A) The person you're replying to is simply quite wrong about the amount of Pascal libraries available. There is no "domain of interest" I can think of that does not have at least one "defacto" library for it.

More commonly though there's four, five, six or more libraries for any given thing to choose from, which often turn out to each have specific strengths such that you may very well end up using more than one of them in your project.

B) They would almost certainly probably not like Go.

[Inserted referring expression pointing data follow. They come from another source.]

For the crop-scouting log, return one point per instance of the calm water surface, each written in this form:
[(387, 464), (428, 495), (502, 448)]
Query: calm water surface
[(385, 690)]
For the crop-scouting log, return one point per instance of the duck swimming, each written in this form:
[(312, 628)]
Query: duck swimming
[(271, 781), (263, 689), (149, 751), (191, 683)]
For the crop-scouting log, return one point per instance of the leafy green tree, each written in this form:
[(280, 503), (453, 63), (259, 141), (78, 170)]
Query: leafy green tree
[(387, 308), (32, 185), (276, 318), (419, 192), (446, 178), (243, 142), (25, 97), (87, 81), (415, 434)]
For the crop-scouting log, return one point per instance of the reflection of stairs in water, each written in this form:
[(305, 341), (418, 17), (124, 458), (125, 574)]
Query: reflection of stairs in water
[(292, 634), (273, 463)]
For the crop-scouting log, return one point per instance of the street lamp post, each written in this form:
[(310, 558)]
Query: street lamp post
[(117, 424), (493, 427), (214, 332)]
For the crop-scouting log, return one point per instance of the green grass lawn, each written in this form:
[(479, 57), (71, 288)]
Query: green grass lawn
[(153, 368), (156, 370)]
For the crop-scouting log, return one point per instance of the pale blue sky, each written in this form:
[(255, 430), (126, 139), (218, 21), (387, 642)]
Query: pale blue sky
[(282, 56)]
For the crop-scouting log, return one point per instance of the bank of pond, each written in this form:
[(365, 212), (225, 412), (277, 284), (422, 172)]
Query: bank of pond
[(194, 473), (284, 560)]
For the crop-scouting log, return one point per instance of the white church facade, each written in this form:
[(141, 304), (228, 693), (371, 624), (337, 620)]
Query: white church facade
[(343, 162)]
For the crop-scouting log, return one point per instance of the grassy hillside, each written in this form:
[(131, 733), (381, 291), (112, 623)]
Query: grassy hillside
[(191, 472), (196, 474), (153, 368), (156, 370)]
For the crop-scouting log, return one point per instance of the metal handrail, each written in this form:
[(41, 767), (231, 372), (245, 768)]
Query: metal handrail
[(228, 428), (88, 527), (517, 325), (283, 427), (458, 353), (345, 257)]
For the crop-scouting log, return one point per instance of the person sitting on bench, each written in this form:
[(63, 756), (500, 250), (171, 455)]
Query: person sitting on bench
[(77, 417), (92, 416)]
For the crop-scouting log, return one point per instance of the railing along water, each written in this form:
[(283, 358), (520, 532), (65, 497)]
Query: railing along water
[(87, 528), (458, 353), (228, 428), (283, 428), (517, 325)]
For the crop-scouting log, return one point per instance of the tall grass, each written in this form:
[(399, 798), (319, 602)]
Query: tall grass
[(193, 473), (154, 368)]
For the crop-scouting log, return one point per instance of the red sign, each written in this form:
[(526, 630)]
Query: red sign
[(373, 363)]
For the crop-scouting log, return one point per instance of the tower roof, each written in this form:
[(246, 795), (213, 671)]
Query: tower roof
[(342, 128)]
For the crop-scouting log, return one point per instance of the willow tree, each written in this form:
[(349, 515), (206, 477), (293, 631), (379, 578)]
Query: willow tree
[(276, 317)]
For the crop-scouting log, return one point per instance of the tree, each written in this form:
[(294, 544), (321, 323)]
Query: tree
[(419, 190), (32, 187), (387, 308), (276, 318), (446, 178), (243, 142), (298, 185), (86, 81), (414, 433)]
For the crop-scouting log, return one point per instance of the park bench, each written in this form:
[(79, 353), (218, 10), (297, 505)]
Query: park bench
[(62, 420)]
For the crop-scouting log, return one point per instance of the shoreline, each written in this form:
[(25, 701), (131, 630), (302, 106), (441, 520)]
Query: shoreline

Object Pascal as implemented by Free Pascal is a language that effectively embraces with open arms almost all of the things that Go actively avoids: for example, traditional (single) inheritance, operator overloading, both function overloading and generics, and so on and so forth.

As far as inheritance specifically, the general indifferent attitudes towards it of "there are definitely times and places where it makes more sense than anything else to use" amongst Pascal programmers are in my opinion basically a direct result of the fact that "bad experiences the compiler developers personally had with inheritance as specifically implemented by C++" are NOT something that actively factors into their decision making process or something that they really think about or care about at all (or more broadly, something that users of the compiler generally think about or care about at all).

This sets it quite far apart from other languages such as Rust, where "things C and C++ arguably did wrong" are in fact heavily influential and both thought about and discussed regularly.


Last time I checked, Pascal has generics and exception handling.


Pascal has neither generics nor exception handling. At least, with reference to ISO Pascal.


Nobody refers to ISO Pascal anymore. It is either Delphi or FreePascal.